Kampung kecil di pesisir selatan DIY ini mendadak ramai dipenuhi instalasi seni monumental sebagai bagian dari pembukaan Biennale Jogja XVIII 2025.
Perhelatan seni bertajuk "Kawruh Tanah Lelaku" ini diawali dengan Merti Dusun yang dilanjutkan dengan kirab "Pajal Ulihan", serta berbagai pertunjukan seni tradisional dan budaya lokal seperti musik khadroh dan penampilan anak-anak desa.
Karya Instalasi Tersebar di Seluruh Dusun
Warga dan pengunjung disambut oleh berbagai karya seni kontemporer yang tersebar di sudut-sudut kampung.
Mulai dari instalasi tikar dari plastik bekas, layang-layang merah di sekitar batu-batu intuitif, hingga papan tulis hitam berisi sketsa gagasan di tengah sawah.
Tak jauh dari lokasi, terdapat orang-orangan sawah berbaju putih, wayang-wayangan anak dan wayang cumplung—batok kelapa yang diubah menjadi kepala wayang golek, disusun dengan tubuh dari serat bambu.
Yang paling menarik perhatian, hadir instalasi satwa kebon: seekor burung cekakak raksasa dengan bulu dari kulit jagung dan tulang dari bonggol jagung.
Sosok ini berdiri megah di atas tonggak, menghadirkan keunikan seni berbasis material lokal.
Sementara di tepi jalan desa, berdiri 20 totem monumental setinggi hingga 3 meter.
Dibuat dari dahan kelapa kering, sabut, dan ranting, karya kolektif seniman senior Kulon Progo ini tampak seperti penanda perbatasan khas Kalimantan.

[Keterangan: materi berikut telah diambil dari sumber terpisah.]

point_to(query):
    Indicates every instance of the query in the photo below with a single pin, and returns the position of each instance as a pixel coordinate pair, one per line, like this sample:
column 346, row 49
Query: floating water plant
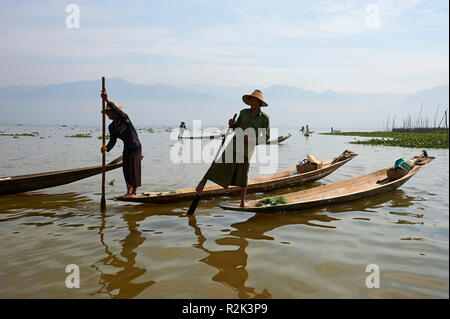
column 438, row 139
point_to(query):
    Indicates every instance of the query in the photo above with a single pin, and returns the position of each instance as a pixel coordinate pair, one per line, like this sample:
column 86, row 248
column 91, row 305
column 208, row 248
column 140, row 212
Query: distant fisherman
column 182, row 128
column 235, row 173
column 121, row 127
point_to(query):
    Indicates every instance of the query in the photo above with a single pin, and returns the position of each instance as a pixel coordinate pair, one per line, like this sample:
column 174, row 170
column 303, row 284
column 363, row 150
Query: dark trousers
column 132, row 166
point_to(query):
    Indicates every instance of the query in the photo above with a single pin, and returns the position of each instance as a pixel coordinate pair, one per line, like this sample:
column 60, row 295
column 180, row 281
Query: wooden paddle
column 196, row 199
column 103, row 200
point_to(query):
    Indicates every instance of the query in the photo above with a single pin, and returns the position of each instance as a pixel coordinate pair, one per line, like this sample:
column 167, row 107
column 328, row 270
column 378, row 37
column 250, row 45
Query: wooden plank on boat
column 280, row 139
column 352, row 189
column 263, row 183
column 207, row 137
column 25, row 183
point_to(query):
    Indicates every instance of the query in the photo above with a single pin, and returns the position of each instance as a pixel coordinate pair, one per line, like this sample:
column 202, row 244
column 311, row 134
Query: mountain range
column 161, row 104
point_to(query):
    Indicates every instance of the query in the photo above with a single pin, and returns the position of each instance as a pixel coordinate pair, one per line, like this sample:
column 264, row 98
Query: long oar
column 103, row 200
column 196, row 200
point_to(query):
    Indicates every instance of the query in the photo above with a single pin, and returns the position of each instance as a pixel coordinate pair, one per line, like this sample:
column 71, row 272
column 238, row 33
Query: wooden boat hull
column 25, row 183
column 279, row 140
column 258, row 184
column 209, row 137
column 335, row 193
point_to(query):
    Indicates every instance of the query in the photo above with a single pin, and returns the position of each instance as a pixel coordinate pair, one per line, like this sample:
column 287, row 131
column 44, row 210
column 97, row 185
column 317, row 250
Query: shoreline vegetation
column 436, row 139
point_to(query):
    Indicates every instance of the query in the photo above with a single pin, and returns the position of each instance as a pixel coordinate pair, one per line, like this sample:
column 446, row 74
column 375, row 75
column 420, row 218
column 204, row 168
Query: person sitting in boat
column 182, row 128
column 235, row 173
column 121, row 127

"Semua totem bukan cuma instalasi biasa. Tugu-tugu mengarahkan warga menuju arena perhelatan Biennale," tulis Dani.
Kolaborasi Seniman dan Warga Bangkitkan Pengetahuan Lokal
Dukuh Boro II, Greg Andi Sindana, menyampaikan bahwa sekitar 30 karya seni yang hadir di dusunnya merupakan hasil kolaborasi antara seniman dan warga.

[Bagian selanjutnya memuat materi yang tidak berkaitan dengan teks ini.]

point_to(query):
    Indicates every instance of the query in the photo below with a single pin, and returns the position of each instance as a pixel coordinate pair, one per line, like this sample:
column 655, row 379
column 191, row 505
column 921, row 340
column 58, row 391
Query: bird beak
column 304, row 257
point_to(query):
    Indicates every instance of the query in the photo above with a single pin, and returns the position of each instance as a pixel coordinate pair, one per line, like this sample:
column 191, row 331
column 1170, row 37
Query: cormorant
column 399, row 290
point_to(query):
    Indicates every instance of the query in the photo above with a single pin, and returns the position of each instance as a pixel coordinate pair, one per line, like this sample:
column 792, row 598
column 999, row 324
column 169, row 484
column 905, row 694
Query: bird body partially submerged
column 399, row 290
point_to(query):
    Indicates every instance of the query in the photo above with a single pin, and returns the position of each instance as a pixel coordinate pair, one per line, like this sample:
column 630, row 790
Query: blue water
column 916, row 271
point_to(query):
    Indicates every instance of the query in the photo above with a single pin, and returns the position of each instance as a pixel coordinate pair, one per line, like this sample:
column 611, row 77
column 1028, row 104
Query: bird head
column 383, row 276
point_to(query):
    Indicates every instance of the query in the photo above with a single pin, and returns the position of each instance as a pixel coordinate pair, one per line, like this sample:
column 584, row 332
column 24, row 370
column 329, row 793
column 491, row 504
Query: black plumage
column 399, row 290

"Seniman-seniman itu datang, riset, ngobrol dengan warga saya. Karya-karya mereka bukan hanya dipasang, tapi menjadi cermin — bahkan jembatan — bagi warga untuk menemukan kembali pengetahuan-pengetahuan lokal yang kadang terlupakan,” ujar Andi.
Boro II adalah kampung agraris yang tenang. Namun kehadiran Biennale telah menggugah potensi tersembunyi. Seperti layang-layang hasil karya anak desa, yang justru menginspirasi seniman dari Jakarta.
“Ternyata susah juga! Anak-anak sini bisa karena mereka tumbuh dengan angin, dengan layangan,” lanjutnya.
Termasuk pula produk unggulan lokal berupa Wingko Boro, kue berbahan kelapa yang diluncurkan berbarengan dengan pembukaan Biennale.
"Kami sekaligus meluncurkan Wingko Boro yang akan menjadi produk khas dan identitas Boro 2," ungkap Andi.
Desa Jadi Sumber Pengetahuan dan Ruang Karya
Direktur Biennale Jogja XVIII, Alia Swastika, menyebut Boro II sebagai babak awal dari rangkaian Biennale yang akan berlanjut ke Kota Yogyakarta, Desa Panggungharjo, Bangunjiwo, dan Tirtonirmolo pada Oktober–November 2025.
“Kami menempatkan desa bukan hanya sebagai tempat, tapi sebagai semangat hidup. Desa sebagai sumber pengetahuan, budaya, dan semangat hidup berdaya,” kata Alia.
Menurut Alia, meskipun desa memiliki kekuatan ekonomi sirkular dan budaya lokal yang kaya, warga sering kali kehilangan rasa percaya diri terhadap kekayaan itu.
“Padahal sebenarnya setiap masyarakat itu punya pengetahuan, punya modal, punya budaya yang menarik. Tapi karena tidak pernah dimunculkan, jadi kebudayaan itu hilang,” jelasnya.
Ia memberi contoh ibu-ibu yang sebelumnya tidak menari, namun setelah terlibat dalam proses Biennale, akhirnya ikut menari bersama seniman.
“Kami mengajak seniman kontemporer bekerja dalam konteks desa. Ini tentang menumbuhkan kembali rasa percaya warga pada sejarah, budaya, dan pengetahuan mereka sendiri,” tegasnya.
Biennale kali ini menjadi perayaan kolaboratif antara seniman dan masyarakat desa. Karya seni tak lagi harus dipamerkan di galeri formal, tetapi bisa hidup berdampingan dengan aktivitas harian warga.
Lewat seni yang membumi dan material lokal yang sederhana, desa tampil sebagai panggung utama. Boro II kini bukan sekadar dusun kecil, melainkan menjadi simbol kebangkitan identitas, budaya, dan pengetahuan lokal.